In Your Words: Who Are The Native Washingtonians?

Mad African!: (Broken Sword) / Flickr

Most of D.C.’s newcomers hail from far-away locales rather than Washington’s suburbs, according to recent census estimates. Given that, I asked last week whether someone like me, raised in Maryland but now living in D.C., gets to claim any native Washingtonian status — a title that carries weight in this transient city. A number of you chimed in, both in our comments section and on Twitter.

Some have always felt strong ties to D.C., even if they’re technically from Maryland:

@ @ Born and raised in Silver Spring, and always considered myself a "Washingtonian." Was this wrong?
Cheryl Thompson

E in Rosedale wrote:

I fall into pretty much the same category as you Elahe.  I was raised in Bladensburg/Hyattsville before moving on to other parts of the country and finally settling back in DC about 8 years ago.  I wouldn’t put myself in the same category as someone that was born in DC and never left, but I’m certainly more connected than someone who moved from Iowa 6 months ago.

Really though, what qualifies you as a Washingtonian for me is getting a license, buying a place and getting a job (in or around DC for the job).  In other words, putting down serious roots.

Alice Thornton wrote:

Most “native” Washingtonians don’t even live here anymore (native = having been born here). I stuck around, but most of my family left for other climes. We needed to bring in new people to increase the tax base. I guess with this being the Nation’s Capital it would naturally be transient…

The term “native Washingtonian” can serve as code to distinguish gentrifiers from non-gentrifiers. Mike Madden tweeted that if “native Washington” means “non-gentrifier,” then “your socio-economic status is the only thing that matters.” But, he added, if calling yourself a native Washingtonian is “simply a marker for ‘I’m not totally new here,’ then yes, growing up in the D.C. area counts.”

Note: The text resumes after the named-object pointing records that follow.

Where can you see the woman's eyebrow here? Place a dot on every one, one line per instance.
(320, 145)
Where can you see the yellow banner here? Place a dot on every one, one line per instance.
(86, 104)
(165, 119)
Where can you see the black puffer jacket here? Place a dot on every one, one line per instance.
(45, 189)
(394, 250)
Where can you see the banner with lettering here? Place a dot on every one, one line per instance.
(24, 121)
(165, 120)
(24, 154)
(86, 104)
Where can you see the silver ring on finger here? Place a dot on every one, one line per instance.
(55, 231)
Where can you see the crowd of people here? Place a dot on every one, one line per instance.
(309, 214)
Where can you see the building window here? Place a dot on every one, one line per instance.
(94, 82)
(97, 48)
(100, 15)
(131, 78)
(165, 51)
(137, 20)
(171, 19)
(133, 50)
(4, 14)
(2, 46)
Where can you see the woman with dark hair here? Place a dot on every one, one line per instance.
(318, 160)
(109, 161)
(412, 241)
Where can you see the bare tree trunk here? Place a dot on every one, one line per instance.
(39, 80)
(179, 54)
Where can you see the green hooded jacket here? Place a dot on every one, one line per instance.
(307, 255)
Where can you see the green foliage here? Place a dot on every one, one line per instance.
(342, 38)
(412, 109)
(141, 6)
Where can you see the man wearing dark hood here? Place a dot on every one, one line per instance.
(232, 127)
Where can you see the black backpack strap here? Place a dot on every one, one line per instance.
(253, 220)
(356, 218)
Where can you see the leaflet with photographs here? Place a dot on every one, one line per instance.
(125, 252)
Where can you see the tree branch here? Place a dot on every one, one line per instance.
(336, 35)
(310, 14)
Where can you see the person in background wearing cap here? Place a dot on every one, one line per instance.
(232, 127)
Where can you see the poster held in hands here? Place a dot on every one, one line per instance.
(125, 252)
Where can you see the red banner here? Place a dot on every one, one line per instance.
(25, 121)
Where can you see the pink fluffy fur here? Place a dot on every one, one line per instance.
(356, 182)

To that, Clinton Yates tweeted that “there was a time when native/non-native status was not a thing,” and that things changed, to an extent, when ”newcomers chose to self-identify so loudly.”

And then, of course, there were those readers who bucked against the idea that being a “native Washingtonian” should carry any weight at all: "'Native Washingtonian' carries plenty of clout in this transient city." It shouldn't. newcomers should push back
Boo, people who announce that they're native Washingtonians at political forums, booo
DC Porcupine

And Shani Hilton over at Washington City Paper wrote:

It’s pretty common for people all over the country to identify with the closest big city. I’ve met lots of people who tell me they’re from L.A. and when I press them, it turns out they mean a city 45 minutes away from L.A. But that doesn’t seem to happen here. But maybe as demographics change, so will the “native Washingtonian” identifier.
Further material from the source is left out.